Spending time at the homestay was really lovely but also let me have a look into such a different life from what I live back at home.


From transporting a gigantic (still alive!) fish in a plastic bag to taking a chicken and seeing it being killed and prepared for dinner in the most quiet and somehow unquestionable natural way. I wanted to witness how the chicken was going to be prepared and not look away and to my surprise I didn’t burst into tears. I was calm and watched the process carefully how Bicks brother slit the throat of the chicken. I felt something deep in my heart as if I am witnessing something so natural, something that belongs to life, something where I shouldn’t look away and ignore the fact, that an animal’s life is killed so we can eat it. And to be okay with it in a way, because I even though I can choose to not eat meat but in that moment, I have no control over this life. It‘s the way of living in the village, everything of the animal is utilized, even the head gets eaten. I don’t have to like it but it makes sense.



I loved the inventive ways of carrying something on a motorbike. Bick‘s cousin had an oval cage with 6 chicken on her back of the motorbike. I had to hold a sort of chipping shovel to take bamboo sprouts out of the jungle. The roads around the villages are only big enough to go by motorbike, no car would be able to fit. Sometimes I am surprised how they get to places and build things. There was this massive excavator blocking the street fitting JUST right between two houses. To be able to continue on on our road by motorbike, the excavator lifted itself up by pushing its shovel onto the ground and we went right through the loop of the shovel.


I made paper from recycled paper and learned a lot about tea processing. One day we went into the tea factory of Huang (a friend from the family and my motorbike driver for the Ha Giang Loop), learned how to make fermented tea and helped preparing for the tea festival.

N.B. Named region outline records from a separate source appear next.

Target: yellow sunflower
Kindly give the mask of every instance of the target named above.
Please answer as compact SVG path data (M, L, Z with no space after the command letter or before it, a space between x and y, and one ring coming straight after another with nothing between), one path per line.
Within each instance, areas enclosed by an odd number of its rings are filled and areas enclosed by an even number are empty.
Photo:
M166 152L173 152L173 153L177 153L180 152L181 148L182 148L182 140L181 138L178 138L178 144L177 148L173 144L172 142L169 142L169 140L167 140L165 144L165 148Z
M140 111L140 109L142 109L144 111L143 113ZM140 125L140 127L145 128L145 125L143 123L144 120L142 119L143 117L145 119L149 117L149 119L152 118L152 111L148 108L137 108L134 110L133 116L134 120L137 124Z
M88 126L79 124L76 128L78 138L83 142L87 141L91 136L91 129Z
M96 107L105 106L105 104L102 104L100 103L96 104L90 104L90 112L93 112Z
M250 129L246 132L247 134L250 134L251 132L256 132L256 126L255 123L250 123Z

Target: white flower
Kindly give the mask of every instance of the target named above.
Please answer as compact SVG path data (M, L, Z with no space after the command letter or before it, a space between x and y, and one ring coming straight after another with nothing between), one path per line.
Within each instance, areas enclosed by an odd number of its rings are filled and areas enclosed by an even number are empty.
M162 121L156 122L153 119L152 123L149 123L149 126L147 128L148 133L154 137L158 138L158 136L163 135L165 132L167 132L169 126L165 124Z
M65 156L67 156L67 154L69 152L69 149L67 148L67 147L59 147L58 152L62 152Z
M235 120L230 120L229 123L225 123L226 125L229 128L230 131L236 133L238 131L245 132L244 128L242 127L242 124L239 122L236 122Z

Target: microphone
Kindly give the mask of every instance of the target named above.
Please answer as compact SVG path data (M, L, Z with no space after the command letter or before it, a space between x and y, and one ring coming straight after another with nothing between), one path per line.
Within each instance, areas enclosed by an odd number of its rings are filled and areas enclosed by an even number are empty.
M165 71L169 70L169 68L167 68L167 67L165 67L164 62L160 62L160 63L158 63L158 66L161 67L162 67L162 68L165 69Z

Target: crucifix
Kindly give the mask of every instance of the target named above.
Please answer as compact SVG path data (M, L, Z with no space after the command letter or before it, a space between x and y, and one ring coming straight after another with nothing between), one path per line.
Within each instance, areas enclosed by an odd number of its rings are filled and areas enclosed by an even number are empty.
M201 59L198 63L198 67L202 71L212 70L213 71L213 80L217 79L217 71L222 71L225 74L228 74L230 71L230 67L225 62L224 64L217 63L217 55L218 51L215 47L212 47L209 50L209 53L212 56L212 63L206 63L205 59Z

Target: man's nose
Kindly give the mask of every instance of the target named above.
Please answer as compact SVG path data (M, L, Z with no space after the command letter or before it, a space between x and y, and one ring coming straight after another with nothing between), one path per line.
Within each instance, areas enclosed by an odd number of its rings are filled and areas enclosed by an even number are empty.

I really have taken the family and the tea master with his wife to my heart even though couldn’t really speak with them. I tried to learn Vietnamese and could say a few words. It was a very emotional moment when I left on my last day. Bick‘s mum gave me traditional clothes that I can wear for helping at the tea festival. She prepared some food in banana leafs for me to take on my journey. I spend a little bit of time with the kids. When we said goodbyes, we both had tears in our eyes.